Getting a Mortgage Is Harder These Days

Lenders tighten rules after problems in the subprime market.

May 17, 2007 — -- Looking for a mortgage these days?

Be prepared to show more documents and jump through more hoops as banks tighten their standards after the fallout from the subprime market.

That's not to say that it's necessarily harder to get a mortgage these days for people with good credit.

Banks and other lenders are just requiring more verification of income and assets before giving the final sign off on a loan.

"If you are the prime borrower, you'll still be able to get credit. There's plenty of capital available out there. The terms will probably be a little tighter but not dramatically so," said Doug Duncan, chief economist for the Mortgage Bankers Association, an industry trade group.

However, those whose credit isn't so good might run into some problems.

"Clearly, in the subprime space things are tightened up. There is no doubt about that," Duncan said. "Some borrowers who a year ago would have gotten a loan, today won't be able to get a loan."

Lenders in that subprime market expect business to fall off by 30 percent to 50 percent, Duncan said. The association's own forecast projects a 30 percent decline.

Federal Reserve Board Chairman Ben Bernanke spoke about the subprime market Thursday in Chicago.

"We believe the effect of the troubles in the subprime sector on the broader housing market will likely be limited, and we do not expect significant spillovers from the subprime market to the rest of the economy or to the financial system," Bernanke said. "The vast majority of mortgages, including even subprime mortgages, continue to perform well."

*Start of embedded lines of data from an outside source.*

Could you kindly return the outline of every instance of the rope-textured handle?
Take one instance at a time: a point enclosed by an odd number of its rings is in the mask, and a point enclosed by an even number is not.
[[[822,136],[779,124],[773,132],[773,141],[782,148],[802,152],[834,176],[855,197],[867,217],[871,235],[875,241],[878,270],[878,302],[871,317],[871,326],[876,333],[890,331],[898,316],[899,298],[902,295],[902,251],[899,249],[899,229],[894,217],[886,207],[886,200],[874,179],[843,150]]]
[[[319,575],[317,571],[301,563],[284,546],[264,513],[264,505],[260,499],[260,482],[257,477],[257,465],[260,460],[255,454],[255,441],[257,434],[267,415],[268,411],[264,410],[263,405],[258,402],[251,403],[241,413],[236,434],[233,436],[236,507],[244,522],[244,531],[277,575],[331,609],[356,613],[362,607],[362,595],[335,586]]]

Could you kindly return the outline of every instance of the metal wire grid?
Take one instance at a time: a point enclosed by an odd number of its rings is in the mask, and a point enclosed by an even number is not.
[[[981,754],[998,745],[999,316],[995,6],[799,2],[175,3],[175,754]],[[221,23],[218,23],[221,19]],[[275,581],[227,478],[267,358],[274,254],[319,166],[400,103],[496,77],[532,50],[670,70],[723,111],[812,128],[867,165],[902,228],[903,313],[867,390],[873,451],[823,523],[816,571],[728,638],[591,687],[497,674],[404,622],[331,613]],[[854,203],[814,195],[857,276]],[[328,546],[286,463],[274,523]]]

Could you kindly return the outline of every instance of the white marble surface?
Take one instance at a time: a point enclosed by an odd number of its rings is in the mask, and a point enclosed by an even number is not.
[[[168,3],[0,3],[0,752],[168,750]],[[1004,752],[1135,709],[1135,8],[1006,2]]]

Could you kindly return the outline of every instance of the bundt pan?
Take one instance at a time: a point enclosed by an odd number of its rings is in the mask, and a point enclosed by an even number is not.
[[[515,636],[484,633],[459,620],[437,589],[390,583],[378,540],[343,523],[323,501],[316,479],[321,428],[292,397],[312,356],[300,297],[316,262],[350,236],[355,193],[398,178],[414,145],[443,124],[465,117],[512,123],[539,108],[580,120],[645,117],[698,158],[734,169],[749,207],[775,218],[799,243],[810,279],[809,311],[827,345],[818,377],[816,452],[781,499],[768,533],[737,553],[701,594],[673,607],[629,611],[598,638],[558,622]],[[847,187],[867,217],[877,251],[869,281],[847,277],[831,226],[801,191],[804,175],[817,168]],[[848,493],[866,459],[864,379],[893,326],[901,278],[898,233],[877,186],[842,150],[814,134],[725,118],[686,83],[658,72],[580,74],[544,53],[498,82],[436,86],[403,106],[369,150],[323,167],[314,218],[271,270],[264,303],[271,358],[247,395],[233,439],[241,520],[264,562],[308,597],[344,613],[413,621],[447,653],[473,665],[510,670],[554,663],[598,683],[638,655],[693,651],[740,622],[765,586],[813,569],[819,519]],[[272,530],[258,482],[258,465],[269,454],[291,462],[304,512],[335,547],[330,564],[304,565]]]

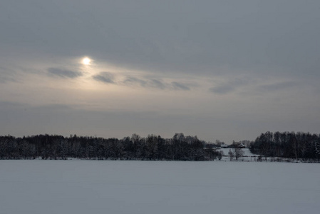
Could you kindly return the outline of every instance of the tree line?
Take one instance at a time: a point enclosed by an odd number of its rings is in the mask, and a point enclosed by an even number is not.
[[[224,154],[215,143],[197,136],[175,133],[171,138],[138,134],[122,139],[92,136],[37,135],[23,138],[0,136],[0,159],[213,160]],[[303,132],[266,132],[254,141],[233,141],[227,155],[232,160],[243,156],[239,145],[244,144],[259,158],[284,158],[307,161],[320,160],[320,135]]]
[[[254,154],[263,157],[294,158],[296,160],[320,158],[320,135],[304,132],[266,132],[250,144]]]
[[[176,133],[172,138],[138,134],[122,139],[37,135],[24,138],[0,136],[0,159],[210,160],[219,153],[205,149],[197,136]]]

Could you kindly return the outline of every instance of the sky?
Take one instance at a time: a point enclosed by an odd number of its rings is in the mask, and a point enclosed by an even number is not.
[[[319,133],[319,0],[1,0],[0,29],[0,135]]]

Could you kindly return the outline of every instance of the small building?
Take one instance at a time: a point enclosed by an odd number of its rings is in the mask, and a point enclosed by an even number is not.
[[[228,148],[228,145],[225,143],[221,143],[221,148]]]
[[[241,143],[240,145],[239,145],[239,147],[242,148],[246,148],[246,146],[243,143]]]

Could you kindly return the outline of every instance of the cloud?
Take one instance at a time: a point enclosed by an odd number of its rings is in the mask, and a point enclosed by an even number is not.
[[[219,94],[225,94],[229,92],[234,91],[235,88],[229,85],[220,86],[216,87],[212,87],[209,89],[211,92]]]
[[[14,76],[15,71],[8,68],[0,66],[0,83],[6,82],[16,82],[16,79]]]
[[[165,85],[162,83],[161,80],[151,79],[149,81],[150,86],[153,88],[157,88],[159,89],[165,89],[166,88]]]
[[[183,91],[190,90],[190,88],[189,88],[188,86],[178,82],[172,82],[172,84],[175,90],[183,90]]]
[[[143,79],[136,77],[128,76],[123,81],[123,83],[127,86],[138,85],[143,88],[153,88],[160,90],[190,90],[190,87],[185,86],[182,83],[179,83],[177,81],[167,83],[160,78],[145,78]]]
[[[247,86],[252,82],[253,82],[252,80],[248,78],[237,78],[212,87],[209,88],[209,91],[215,93],[226,94],[236,91],[237,88],[241,86]]]
[[[259,91],[262,92],[272,92],[291,88],[297,86],[298,84],[299,83],[295,81],[283,81],[272,84],[261,85],[259,86],[257,88]]]
[[[83,75],[82,73],[79,71],[61,69],[58,68],[48,68],[47,71],[50,74],[58,76],[61,78],[76,78]]]
[[[142,80],[142,79],[139,79],[135,77],[129,76],[125,78],[125,80],[123,81],[123,83],[125,83],[125,85],[138,84],[142,87],[145,87],[145,85],[147,84],[147,81]]]
[[[108,72],[100,72],[99,74],[93,76],[94,80],[104,83],[115,83],[113,75]]]

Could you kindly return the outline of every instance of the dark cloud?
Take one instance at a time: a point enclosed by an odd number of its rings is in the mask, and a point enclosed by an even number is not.
[[[16,82],[16,78],[15,76],[15,71],[0,66],[0,83],[4,83],[6,82]]]
[[[127,86],[139,86],[143,88],[153,88],[160,90],[182,90],[190,91],[190,88],[183,83],[173,81],[167,83],[160,78],[145,78],[144,79],[129,76],[125,78],[123,83]]]
[[[254,81],[249,78],[237,78],[209,88],[209,91],[218,94],[225,94],[237,90],[237,88],[248,85]]]
[[[123,83],[128,86],[140,86],[143,88],[155,88],[158,89],[165,89],[167,86],[161,79],[156,78],[138,78],[136,77],[128,76],[123,81]]]
[[[93,79],[104,83],[115,83],[113,75],[108,72],[100,72],[99,74],[93,76]]]
[[[76,78],[83,75],[82,73],[79,71],[61,69],[58,68],[48,68],[47,71],[49,74],[62,78]]]
[[[1,53],[23,46],[167,72],[320,73],[319,1],[165,2],[4,0]]]
[[[190,88],[189,88],[188,86],[178,82],[172,82],[172,84],[173,88],[176,90],[183,90],[183,91],[190,90]]]
[[[149,85],[150,87],[157,88],[159,89],[165,89],[166,88],[165,85],[161,80],[158,79],[151,79],[149,81]]]
[[[257,87],[259,91],[262,92],[272,92],[275,91],[281,91],[284,89],[287,89],[288,88],[294,87],[299,86],[299,83],[295,81],[283,81],[280,83],[276,83],[272,84],[266,84],[259,86]]]
[[[209,91],[211,92],[219,93],[219,94],[225,94],[229,92],[232,92],[235,90],[234,87],[232,86],[225,85],[225,86],[220,86],[216,87],[212,87],[209,88]]]
[[[147,81],[135,78],[135,77],[127,77],[125,80],[123,81],[125,85],[140,85],[142,87],[145,87],[147,84]]]

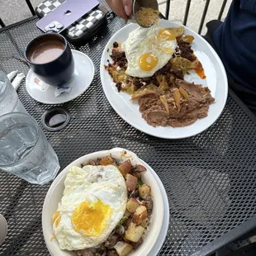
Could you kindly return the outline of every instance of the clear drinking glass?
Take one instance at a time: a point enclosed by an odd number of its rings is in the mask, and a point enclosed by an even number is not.
[[[0,70],[0,116],[13,111],[26,113],[7,76]]]
[[[58,157],[31,116],[12,112],[0,116],[0,169],[34,184],[55,178]]]

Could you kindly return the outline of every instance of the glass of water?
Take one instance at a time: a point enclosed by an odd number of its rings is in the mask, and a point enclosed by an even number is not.
[[[0,115],[13,111],[26,113],[7,76],[0,70]]]
[[[31,116],[12,112],[0,116],[0,169],[34,184],[55,178],[58,157]]]

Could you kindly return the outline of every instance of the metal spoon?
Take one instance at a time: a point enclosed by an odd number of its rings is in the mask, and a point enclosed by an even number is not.
[[[7,222],[4,216],[0,214],[0,245],[3,243],[7,235]]]
[[[128,17],[128,21],[133,23],[137,23],[142,27],[150,27],[145,26],[139,23],[135,13],[141,8],[152,8],[153,10],[159,11],[159,3],[157,0],[134,0],[132,7],[132,14]]]

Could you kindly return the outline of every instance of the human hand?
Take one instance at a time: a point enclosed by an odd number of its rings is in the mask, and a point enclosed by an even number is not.
[[[132,0],[106,0],[116,14],[127,21],[127,16],[132,12]]]

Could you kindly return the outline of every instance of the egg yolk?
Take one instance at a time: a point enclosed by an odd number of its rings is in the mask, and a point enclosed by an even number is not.
[[[52,223],[54,224],[55,221],[55,226],[57,227],[60,222],[61,216],[59,211],[56,211],[52,218]]]
[[[164,40],[172,40],[176,39],[174,33],[171,30],[166,28],[162,28],[159,30],[159,37]]]
[[[96,237],[106,229],[111,212],[111,208],[101,200],[92,203],[86,200],[75,208],[71,221],[75,231]]]
[[[158,64],[159,58],[153,53],[147,53],[140,56],[139,66],[144,71],[152,70]]]

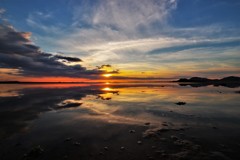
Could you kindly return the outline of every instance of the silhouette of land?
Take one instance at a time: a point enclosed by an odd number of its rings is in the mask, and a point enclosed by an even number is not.
[[[239,87],[240,86],[240,77],[229,76],[222,79],[208,79],[202,77],[192,77],[192,78],[181,78],[175,82],[178,82],[181,86],[190,85],[192,87],[201,87],[201,86],[225,86],[225,87]]]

Bernanke added, "We at the Federal Reserve will do all that we can to prevent fraud and abusive lending and to ensure that lenders employ sound underwriting practices and make effective disclosures to consumers. At the same time, we must be careful not to inadvertently suppress responsible lending or eliminate refinancing opportunities for subprime borrowers."

What Should Borrowers Do?

Duncan had several tips for potential borrowers.

First, if you've got any credit blemishes, you need to fix them. That starts with getting a credit report to see what the three rating agencies say about you.

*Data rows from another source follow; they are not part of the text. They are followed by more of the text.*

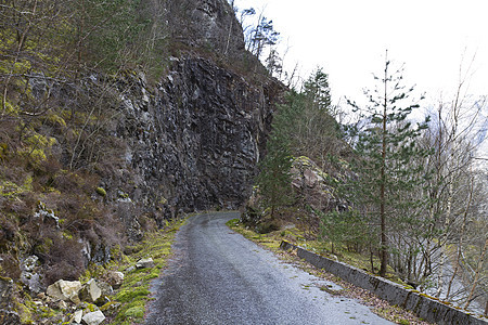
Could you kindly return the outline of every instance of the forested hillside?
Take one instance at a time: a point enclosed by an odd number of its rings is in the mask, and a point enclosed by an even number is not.
[[[326,70],[298,81],[279,41],[234,1],[0,1],[0,323],[69,321],[75,302],[47,288],[87,287],[117,263],[133,287],[97,304],[141,321],[159,269],[139,281],[130,256],[190,212],[237,208],[252,230],[294,229],[322,253],[485,309],[486,96],[461,80],[426,105],[386,60],[365,104],[335,105]]]
[[[249,196],[284,87],[226,1],[8,0],[0,34],[0,323],[68,321],[50,285],[108,281],[153,232]],[[143,315],[160,251],[105,316]]]

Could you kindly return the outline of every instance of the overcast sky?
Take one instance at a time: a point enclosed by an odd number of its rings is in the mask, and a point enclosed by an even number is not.
[[[235,0],[273,21],[288,68],[316,66],[330,75],[333,98],[356,98],[381,73],[385,50],[416,89],[438,98],[452,91],[459,67],[472,67],[471,92],[488,94],[486,0]],[[464,58],[463,58],[464,56]]]

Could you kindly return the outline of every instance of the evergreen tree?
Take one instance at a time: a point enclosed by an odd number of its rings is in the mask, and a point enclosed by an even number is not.
[[[413,88],[401,84],[401,70],[390,74],[390,62],[385,61],[383,77],[374,91],[367,91],[369,105],[362,110],[365,128],[355,128],[355,158],[351,169],[357,178],[346,184],[346,195],[352,204],[352,212],[360,211],[368,224],[376,229],[380,236],[380,275],[385,276],[388,264],[388,226],[401,227],[413,221],[410,208],[424,199],[409,195],[421,188],[425,172],[414,166],[414,157],[426,155],[415,140],[426,128],[426,122],[412,127],[408,116],[413,108],[410,98]],[[349,102],[357,112],[360,107]],[[356,211],[355,211],[356,210]]]
[[[297,94],[292,91],[288,104],[280,105],[274,116],[272,131],[267,142],[267,155],[260,164],[257,178],[259,193],[266,208],[270,208],[271,218],[277,209],[293,202],[290,169],[292,168],[291,132],[293,121],[299,110],[293,105]]]

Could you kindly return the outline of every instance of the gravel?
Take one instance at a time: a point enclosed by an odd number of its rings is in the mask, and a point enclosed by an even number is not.
[[[145,324],[393,324],[232,232],[224,223],[237,217],[198,214],[181,227]]]

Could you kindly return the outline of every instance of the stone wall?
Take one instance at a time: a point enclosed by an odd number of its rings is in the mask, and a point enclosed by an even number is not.
[[[319,256],[287,242],[283,240],[280,247],[284,250],[296,250],[297,256],[310,264],[319,269],[323,269],[329,273],[354,284],[355,286],[367,289],[377,297],[388,301],[390,304],[400,306],[407,310],[410,310],[419,317],[428,322],[440,325],[488,324],[488,322],[484,318],[472,315],[464,310],[453,308],[433,297],[428,297],[416,290],[407,289],[386,278],[368,274],[362,270]]]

Next, gather your documents. Be prepared to show that you have savings and can verify your income with W-2 forms and other documents.

Finally, be prepared to clearly demonstrate timely payment on other debts.

Duncan said that borrowers shouldn't just settle on the first mortgage lender they talk with.

"Shop, shop, shop. There are more than 8,000 lenders out there," he said.

While the criteria has tightened, Duncan said it's not like the market has dried up for most potential homeowners.

"Lenders still want to make loans. They don't make any money if they don't make any loans," he said.

The tightening of mortgages is hitting some markets harder than others.

Leslee McKenzie, of Coldwell Banker Hickok & Boardman in Burlington, Vt., said she has seen almost no change in the borrowing market.

"Vermont has not had a really heavy issue with subprime lending or fraudulent loans," she said. "We're still seeing the majority of buyers do traditional loan programs … I haven't seen it be a problem."

However, Darrell Plummer, of Coldwell Banker Plummer & Associates in Reno, Nev., said some entry-level buyers in his market have had problems getting loans.

"It depends on the buyer and where they are coming from and the job opportunity and salary they are receiving," he said.

Alternatives for the Poor

For those who have less-than-perfect credit, there are still lending options available.

One is Acorn Housing Corp., a nonprofit group that provides free housing counseling to low- and moderate-income home buyers, and matches them with lenders.

Bruce Dorpalen, director of housing counseling at Acorn, said that people often overlook groups like his that can get them prime rates.

"A lot of people who should have gotten prime loans and people who could have gotten more flexible loans through us ended up getting very expensive loans through the subprime market, partly because that's what the mortgage brokers sales force sold, partly because the market doesn't always underwrite well low- and moderate-income home buyers," Dorpalen said.

Acorn does its own loan underwriting and then works with various lenders to get people mortgages. He said the credit scoring industry does not score low- and moderate- income people particularly well, but Acorn looks beyond the scores.

"At the end of the day, a lot of the people who would normally be subprime borrowers that are having a harder time getting a loan could get a loan through us," he said. "To us, it's a whole market distortion."

With more traditional, fixed-rate loans, poor borrowers are less likely to default because the cost of homeownership is significantly lower.

Generally, people come to Acorn because they know about the program, or are referred by a real estate agent, friends who bought a house through the program or local government. The group issued more than 15,000 mortgages last year and expects to exceed that this year.

"It's very frustrating," Dorpalen said, "to see all this happen and know that we could have gotten people a better deal."